4. The Call of Christ to the Christian’s Heart
“Hearing that Jesus had silenced the Sadducees, the Pharisees got together. One of them, an expert in the law, tested Him with this question: ‘Teacher, which is the greatest commandment in the Law?’ Jesus replied: ‘Love the Lord your God with all your heart and with all your soul and with all your mind. This is the first and greatest commandment. And the second is like it: Love your neighbor as yourself. All the Law and the Prophets hang on these two commandments.’” Matthew 22:34-40 (NIV). Jesus repeats Himself over and over again as He charges His disciples to “love one another.” Loving each other is our way of showing love to God. We should take care that the institution of marriage not become the golden calf at whose feet we worship. Marriage is a legal transaction that determines property ownership and potential dispersal of that property at the death of one of the parties. What God calls us to as Christians is the relationship with Him first and foremost. This is true for all persons of all orientations.

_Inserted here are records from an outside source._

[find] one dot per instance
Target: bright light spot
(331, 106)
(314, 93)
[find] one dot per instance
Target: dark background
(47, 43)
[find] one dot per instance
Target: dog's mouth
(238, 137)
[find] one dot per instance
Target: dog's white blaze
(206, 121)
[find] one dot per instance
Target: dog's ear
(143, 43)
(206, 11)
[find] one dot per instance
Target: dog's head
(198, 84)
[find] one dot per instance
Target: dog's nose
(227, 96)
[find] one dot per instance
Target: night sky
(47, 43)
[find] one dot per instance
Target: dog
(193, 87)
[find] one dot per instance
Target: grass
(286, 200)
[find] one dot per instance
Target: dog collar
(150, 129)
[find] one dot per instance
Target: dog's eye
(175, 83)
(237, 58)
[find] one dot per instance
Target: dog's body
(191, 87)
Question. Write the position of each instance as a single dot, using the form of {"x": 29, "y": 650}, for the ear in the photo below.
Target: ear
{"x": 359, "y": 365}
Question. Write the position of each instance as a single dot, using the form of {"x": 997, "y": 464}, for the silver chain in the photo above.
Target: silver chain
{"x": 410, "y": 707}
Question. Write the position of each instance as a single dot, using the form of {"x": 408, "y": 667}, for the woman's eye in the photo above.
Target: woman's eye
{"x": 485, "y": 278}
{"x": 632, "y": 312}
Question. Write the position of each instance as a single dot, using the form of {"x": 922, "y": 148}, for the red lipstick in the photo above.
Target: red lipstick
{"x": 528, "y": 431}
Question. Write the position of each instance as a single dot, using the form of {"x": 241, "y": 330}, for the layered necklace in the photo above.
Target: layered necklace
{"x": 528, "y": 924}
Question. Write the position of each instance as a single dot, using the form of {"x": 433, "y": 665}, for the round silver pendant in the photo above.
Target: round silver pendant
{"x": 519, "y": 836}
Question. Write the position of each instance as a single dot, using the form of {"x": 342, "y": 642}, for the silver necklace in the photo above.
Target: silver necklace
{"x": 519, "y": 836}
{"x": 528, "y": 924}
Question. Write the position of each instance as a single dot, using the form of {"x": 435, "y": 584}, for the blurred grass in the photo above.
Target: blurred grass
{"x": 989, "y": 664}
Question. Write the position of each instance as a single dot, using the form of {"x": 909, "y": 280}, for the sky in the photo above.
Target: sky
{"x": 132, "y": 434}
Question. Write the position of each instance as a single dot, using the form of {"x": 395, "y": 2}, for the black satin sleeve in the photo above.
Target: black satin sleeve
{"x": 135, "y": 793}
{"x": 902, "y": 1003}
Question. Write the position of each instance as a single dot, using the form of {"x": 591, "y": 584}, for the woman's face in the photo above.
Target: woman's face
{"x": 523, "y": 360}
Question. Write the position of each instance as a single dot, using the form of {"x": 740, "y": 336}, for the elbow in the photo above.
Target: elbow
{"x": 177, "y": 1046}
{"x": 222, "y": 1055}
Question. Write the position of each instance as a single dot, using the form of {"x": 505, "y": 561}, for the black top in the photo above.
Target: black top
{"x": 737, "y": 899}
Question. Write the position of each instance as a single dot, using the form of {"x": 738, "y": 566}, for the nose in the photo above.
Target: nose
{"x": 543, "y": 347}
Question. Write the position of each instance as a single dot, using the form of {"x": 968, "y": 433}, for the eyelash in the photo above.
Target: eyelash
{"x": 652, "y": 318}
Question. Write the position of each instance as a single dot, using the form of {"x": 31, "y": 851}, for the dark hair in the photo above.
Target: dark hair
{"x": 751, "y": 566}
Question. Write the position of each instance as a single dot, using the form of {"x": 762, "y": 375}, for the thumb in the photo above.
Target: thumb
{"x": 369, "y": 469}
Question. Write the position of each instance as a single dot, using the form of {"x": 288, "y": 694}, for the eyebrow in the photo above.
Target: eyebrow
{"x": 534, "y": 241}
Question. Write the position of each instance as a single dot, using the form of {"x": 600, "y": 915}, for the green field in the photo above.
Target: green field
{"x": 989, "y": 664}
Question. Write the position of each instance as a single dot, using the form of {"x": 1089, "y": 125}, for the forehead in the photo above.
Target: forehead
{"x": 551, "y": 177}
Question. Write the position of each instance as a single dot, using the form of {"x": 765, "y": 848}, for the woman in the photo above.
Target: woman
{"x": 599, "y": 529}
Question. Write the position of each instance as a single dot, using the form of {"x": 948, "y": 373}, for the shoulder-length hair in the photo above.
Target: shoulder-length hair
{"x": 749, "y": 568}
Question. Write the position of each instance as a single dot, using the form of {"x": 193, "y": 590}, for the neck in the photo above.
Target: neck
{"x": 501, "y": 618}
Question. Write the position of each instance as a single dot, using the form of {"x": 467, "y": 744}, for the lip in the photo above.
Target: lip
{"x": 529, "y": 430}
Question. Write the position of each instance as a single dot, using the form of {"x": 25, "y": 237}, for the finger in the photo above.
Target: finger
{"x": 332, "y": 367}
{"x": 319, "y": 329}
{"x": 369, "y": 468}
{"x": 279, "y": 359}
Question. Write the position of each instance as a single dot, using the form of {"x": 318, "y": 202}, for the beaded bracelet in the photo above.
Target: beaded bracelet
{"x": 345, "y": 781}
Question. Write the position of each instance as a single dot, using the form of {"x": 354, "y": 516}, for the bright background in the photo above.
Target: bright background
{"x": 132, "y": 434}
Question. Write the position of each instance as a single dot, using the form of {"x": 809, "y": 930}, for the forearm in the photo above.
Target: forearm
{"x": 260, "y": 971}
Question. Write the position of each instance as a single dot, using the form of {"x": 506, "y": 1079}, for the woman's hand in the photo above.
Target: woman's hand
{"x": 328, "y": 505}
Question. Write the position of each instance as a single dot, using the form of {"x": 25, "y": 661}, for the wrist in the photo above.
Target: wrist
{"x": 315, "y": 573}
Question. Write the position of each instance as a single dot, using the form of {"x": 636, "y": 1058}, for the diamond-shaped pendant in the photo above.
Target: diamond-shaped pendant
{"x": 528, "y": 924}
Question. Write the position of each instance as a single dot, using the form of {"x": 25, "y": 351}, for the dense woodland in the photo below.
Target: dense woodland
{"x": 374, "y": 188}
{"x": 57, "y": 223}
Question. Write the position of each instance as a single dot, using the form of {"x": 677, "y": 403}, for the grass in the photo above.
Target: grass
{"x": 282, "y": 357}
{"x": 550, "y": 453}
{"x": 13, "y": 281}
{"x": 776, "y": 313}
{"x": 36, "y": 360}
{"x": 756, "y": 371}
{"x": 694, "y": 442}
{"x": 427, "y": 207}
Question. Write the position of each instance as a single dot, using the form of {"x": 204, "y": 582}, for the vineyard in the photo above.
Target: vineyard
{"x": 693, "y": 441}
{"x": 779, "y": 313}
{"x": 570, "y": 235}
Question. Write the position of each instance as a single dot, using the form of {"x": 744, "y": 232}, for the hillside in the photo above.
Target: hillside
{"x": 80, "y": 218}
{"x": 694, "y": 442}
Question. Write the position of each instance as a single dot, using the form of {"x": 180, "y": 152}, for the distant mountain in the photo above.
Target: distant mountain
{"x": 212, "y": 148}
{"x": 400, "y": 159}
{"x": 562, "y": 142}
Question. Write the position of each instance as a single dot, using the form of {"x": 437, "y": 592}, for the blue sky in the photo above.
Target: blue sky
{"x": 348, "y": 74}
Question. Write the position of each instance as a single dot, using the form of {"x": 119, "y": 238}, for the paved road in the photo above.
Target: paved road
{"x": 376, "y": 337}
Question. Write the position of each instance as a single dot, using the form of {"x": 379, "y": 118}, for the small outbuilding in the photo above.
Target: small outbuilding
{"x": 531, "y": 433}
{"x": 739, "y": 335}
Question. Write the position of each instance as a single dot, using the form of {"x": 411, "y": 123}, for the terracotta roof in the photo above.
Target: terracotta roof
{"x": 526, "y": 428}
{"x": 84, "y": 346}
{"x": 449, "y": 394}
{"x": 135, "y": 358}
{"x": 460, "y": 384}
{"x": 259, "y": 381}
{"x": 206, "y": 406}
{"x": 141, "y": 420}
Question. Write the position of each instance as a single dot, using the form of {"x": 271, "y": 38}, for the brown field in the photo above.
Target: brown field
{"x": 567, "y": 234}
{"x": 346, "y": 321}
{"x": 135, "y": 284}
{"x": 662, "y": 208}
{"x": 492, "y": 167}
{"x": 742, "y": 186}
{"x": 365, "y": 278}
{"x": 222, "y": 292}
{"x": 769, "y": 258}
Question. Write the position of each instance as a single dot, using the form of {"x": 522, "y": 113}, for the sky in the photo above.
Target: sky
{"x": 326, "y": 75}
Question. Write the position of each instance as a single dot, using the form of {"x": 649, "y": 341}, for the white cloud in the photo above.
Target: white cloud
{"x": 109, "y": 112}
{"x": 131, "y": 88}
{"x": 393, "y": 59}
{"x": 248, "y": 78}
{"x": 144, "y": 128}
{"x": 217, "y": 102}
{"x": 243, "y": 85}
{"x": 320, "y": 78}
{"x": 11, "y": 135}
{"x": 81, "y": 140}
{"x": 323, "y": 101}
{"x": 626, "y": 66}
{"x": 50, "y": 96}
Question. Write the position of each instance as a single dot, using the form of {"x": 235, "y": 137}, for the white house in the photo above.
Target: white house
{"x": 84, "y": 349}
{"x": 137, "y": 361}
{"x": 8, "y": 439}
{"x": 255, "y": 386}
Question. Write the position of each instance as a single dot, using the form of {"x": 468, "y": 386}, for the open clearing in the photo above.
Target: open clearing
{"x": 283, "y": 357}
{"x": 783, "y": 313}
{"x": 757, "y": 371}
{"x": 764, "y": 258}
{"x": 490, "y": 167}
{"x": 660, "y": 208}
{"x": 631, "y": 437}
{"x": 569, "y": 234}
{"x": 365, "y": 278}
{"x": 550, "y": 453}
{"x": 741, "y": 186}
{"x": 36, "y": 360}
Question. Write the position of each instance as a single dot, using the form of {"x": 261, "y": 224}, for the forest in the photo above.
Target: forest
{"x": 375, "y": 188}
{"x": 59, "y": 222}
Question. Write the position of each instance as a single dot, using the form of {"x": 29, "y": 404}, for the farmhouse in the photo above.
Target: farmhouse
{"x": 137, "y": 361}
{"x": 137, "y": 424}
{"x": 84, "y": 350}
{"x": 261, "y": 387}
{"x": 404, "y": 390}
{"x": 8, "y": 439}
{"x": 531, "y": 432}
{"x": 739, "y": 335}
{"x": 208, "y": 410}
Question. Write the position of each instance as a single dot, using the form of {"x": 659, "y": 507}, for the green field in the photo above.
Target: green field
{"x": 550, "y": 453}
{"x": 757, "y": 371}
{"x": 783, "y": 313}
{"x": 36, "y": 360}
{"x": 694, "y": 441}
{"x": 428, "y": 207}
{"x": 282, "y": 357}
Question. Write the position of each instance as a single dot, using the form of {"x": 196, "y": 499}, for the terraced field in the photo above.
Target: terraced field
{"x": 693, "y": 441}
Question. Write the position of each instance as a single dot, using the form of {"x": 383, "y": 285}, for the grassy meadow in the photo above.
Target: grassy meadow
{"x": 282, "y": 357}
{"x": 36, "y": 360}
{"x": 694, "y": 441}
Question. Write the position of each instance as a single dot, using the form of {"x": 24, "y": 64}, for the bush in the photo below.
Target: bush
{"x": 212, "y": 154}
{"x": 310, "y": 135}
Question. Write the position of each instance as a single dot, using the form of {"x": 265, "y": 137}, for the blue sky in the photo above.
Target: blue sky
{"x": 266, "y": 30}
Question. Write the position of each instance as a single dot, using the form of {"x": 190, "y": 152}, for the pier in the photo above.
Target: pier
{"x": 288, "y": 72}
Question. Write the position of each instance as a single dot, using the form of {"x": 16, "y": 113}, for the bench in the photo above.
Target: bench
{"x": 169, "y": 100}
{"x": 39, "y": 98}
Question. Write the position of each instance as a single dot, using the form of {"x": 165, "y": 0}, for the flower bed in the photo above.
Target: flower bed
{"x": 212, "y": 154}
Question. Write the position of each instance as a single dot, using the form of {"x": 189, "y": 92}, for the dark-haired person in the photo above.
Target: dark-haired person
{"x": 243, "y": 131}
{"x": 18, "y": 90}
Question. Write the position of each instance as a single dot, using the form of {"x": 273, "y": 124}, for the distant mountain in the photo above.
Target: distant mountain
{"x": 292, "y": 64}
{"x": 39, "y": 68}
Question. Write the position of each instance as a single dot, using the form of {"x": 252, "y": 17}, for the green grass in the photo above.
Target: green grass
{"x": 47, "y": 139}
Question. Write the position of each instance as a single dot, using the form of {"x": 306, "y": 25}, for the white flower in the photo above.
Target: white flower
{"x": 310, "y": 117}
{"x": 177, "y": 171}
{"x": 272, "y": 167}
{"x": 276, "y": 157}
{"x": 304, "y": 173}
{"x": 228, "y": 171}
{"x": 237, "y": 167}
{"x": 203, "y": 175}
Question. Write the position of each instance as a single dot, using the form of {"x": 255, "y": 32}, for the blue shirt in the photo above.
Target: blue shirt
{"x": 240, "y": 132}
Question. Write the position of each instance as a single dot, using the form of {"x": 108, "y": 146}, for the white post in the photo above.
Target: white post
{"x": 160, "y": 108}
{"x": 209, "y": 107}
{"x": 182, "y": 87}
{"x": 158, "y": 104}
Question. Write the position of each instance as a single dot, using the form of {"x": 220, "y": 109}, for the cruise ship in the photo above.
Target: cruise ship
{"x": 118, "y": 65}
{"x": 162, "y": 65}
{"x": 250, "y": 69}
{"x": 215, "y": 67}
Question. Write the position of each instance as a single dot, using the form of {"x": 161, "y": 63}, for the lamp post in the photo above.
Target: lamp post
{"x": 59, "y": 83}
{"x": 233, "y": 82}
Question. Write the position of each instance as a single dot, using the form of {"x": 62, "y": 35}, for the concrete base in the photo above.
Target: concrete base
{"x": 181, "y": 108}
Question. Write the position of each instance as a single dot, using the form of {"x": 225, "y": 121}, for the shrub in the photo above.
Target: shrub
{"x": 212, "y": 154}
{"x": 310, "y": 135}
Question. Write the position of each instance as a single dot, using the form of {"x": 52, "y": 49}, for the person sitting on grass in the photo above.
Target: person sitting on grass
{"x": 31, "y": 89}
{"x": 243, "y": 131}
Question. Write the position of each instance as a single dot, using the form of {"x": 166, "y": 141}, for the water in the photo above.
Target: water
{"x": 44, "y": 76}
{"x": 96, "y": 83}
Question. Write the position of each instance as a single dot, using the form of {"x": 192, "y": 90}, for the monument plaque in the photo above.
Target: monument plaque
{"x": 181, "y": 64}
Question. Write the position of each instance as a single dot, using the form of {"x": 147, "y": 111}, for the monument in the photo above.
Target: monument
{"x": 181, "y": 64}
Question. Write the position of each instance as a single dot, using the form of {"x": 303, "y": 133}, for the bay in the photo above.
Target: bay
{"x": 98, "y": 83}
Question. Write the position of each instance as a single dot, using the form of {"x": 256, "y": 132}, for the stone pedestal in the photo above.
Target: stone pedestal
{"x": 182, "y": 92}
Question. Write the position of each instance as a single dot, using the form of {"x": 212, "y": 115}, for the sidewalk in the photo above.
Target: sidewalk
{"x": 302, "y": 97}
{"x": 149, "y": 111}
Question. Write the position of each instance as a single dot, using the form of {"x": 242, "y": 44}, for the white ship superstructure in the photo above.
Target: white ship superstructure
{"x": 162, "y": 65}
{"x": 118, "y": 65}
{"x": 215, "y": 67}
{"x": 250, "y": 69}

The Bible speaks clearly against sexual immorality (sex outside of the marriage relationship) and the spiritual pitfalls therefrom. Using another for one’s own pleasure, even with the other’s consent is the antithesis of loving another as one would love self. Loving others as we would ourselves is the act of loving God. Using others, for whatever purpose, is the act of abusing God’s relationship with us (through Christ, by grace) and leads us away from Him to Whom we have been bonded through the intimate sacrifice of Christ (His life for us). It is the relationship with Him that fosters our spiritual growth and ultimately our eternal bliss.
5. The COHSS Position Regarding Same Gender Unions
The Church of the Holy SpiritSong is a ministry of reconciliation, “…igniting the world for Christ, one life at a time.”® As such, we are compelled to teach, encourage, and nurture spiritual growth in our members. Spiritual growth is the result of enhanced relationship with Christ through prayer, worship, Bible study, and commitment to the principles of Christian living. We believe that we are gay, lesbian, bisexual, or transgender by God’s mysterious design. We also believe that God created us as beings capable of and in need of intimacy. The natural expression of that intimacy to other people includes sexual expression in the context of God’s design for relationship. The legal institution of marriage (with exception of one State) is not available to same-sex couples. Neither marriage nor a same-sex union serves a righteous purpose when either becomes the idol to be worshipped. Both will ultimately fail without the foundational commitment to the relationship as demonstrated in the commitment God has made to us through His Son, Jesus Christ.
It is the position of the Church of the Holy SpiritSong that where there is commitment of the heart and demonstrated loving care for the good of each other over time, the couple should have their union blessed by the Church. It is the Christian ideal that sexual expressions outside of that blessed union be avoided. The couple wishing to unite as “one flesh” in a loving and eternal relationship is requested to seek pre-union counseling with one of the Pastors to grow in wisdom and knowledge of the commitment being made before God. When the two are united as one, whether privately or publicly by the Pastor, it is the duty and the joy of the whole church body to nurture and respect that union as one holy before God.